Well, I suppose I do know the answer to that last question: they had Susanna Hoffs, and she alone overwhelmed any and all risk of the video (and with it, the band’s commercial prospects) disappearing. Hoffs, as mentioned earlier, is not the lead vocalist on “Going Down to Liverpool,” as she would be later on “Manic Monday” and the donut-shop verse from “Walk Like an Egyptian.” If you add up her actual screen time–like people sometimes do when arguing for or against Academy Award nominations–she’s a supporting player at best. But you simply can’t take your eyes off her whenever she does appear. She does this come-hither thing with her eyes throughout that’s as powerful as Barbara Stanwyck or Katherine Hepburn in the ‘40s, including right before Nimoy has his flash of awareness. Which must be something on the order of “I am helpless in the face of that.” Even at the end, as all four dance with varying degrees of abandon in long shot and in silhouette, it’s Hoffs who commands your attention. Worth mentioning: “Going Down to Liverpool” was directed by Tamar Simon Hoffs, Susanna’s mother.
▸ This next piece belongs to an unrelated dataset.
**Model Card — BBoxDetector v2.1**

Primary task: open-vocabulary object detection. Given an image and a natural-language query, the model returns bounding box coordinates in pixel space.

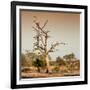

So to be fair, the Replacements did not have that, and I think it would be foolish not to acknowledge that however weird and conceptual the video for “Going Down to Liverpool” might be, the Bangles were able to take all that and ride shotgun beside the more conventional and undeniable pull of Susanna Hoffs’ beauty. Maybe the Replacements could have come up with something that put Tommy Stinson front and center, turning their disdain and mockery in the direction of hair metal–maybe they could have split the difference more photogenically and made their point anyway. They chose not to.

Music video in 1984 was still, from the vantage point of 2023, relatively new. New enough that I think the Bangles took a look and thought, “We can do something with this.” Or, not just do something–new enough that they could still do anything.